We examine the coincidence of times of high gamma-ray flux and ejections of superluminal components from the core in EGRET blazars based on a Very Long Baseline Array (VLBA) monitoring program at 22 and 43 GHz from 1993 November to 1997 July. In 23 cases of gamma-ray flares for which sufficient VLBA data exist, 10 of the flares (in eight objects) fall within 1-sigma uncertainties of the extrapolated epoch of zero separation from the core of a superluminal radio component. In each of two sources (0528+134 and 1730-130), two successive gamma-ray flares were followed by the appearance of new superluminal components. We carried out statistical simulations that show that if the number of coincidences is 10, the radio and -ray events are associated with each other at greater than 99.999% confidence. Our analysis of the observed behavior, including variability of the polarized radio flux, of the sources before, during, and after the gamma-ray flares suggests that the gamma-ray events occur in the superluminal radio knots. This implies that the gamma-ray flares are caused by inverse Compton scattering by relativistic electrons in the parsec-scale regions of the jet rather than closer to the central engine.

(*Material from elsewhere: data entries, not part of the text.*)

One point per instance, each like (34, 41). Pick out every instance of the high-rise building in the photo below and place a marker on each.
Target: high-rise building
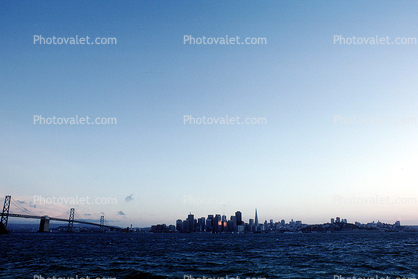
(201, 224)
(186, 227)
(217, 223)
(179, 225)
(238, 215)
(209, 225)
(223, 217)
(234, 223)
(190, 218)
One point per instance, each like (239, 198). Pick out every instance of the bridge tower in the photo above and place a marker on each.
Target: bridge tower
(101, 223)
(44, 225)
(71, 220)
(5, 214)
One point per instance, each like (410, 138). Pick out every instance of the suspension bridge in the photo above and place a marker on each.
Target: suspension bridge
(44, 220)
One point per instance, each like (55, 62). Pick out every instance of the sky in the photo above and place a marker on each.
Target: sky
(310, 158)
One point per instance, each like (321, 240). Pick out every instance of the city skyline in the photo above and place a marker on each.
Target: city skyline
(338, 125)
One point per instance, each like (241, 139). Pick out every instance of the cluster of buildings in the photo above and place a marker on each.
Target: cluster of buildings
(219, 224)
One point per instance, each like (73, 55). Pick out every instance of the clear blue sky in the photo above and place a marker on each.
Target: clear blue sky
(300, 165)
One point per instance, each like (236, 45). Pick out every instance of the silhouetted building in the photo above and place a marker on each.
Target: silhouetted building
(238, 216)
(190, 218)
(179, 225)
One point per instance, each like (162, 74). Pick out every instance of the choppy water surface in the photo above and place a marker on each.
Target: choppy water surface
(130, 255)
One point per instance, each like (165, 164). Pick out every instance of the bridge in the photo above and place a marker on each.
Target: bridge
(44, 220)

The third paper, by Alan Marscher, Svetlana Jorstad, John Mattox, and Ann Wehrle, presents a VLBA image for each blazar, either one that includes the polarized intensity and electric-vector position angles (EVPAs) or, for those not observed in 1997 when the polarization observations were carried out, the best total-intensity image over all the epochs. We searched for correlations between polarization properties and other characteristics of the source, but without much success. Here is the abstract:

We present Very Long Baseline Array images of 42 gamma-ray bright blazars, including 36 with polarization vectors, obtained during the course of a multiepoch monitoring program. Each object was observed at either 43 or 22 GHz, with some objects observed at both frequencies and/or at 15 or 8.4 GHz. The morphologies are varied, with some of the blazars displaying long, thin jets, others short, broad jets, and still others containing cores with only very weak features that are probably knots in faint jets. The polarization of the cores ranges from less than 1% to 8.6%, with electric vector position angles (EVPAs) that are split between nearly parallel and nearly transverse to the jet axis. The polarization of knots in the jets covers a much broader range, from less than 2% to tens of percent. The EVPA of the brightest compact feature in each jet ranges from 0° to 80° from the jet position angle, with roughly half measuring less than 20°. The distribution is consistent with intrinsically oblique magnetic fields whose observed directions are altered by relativistic aberration.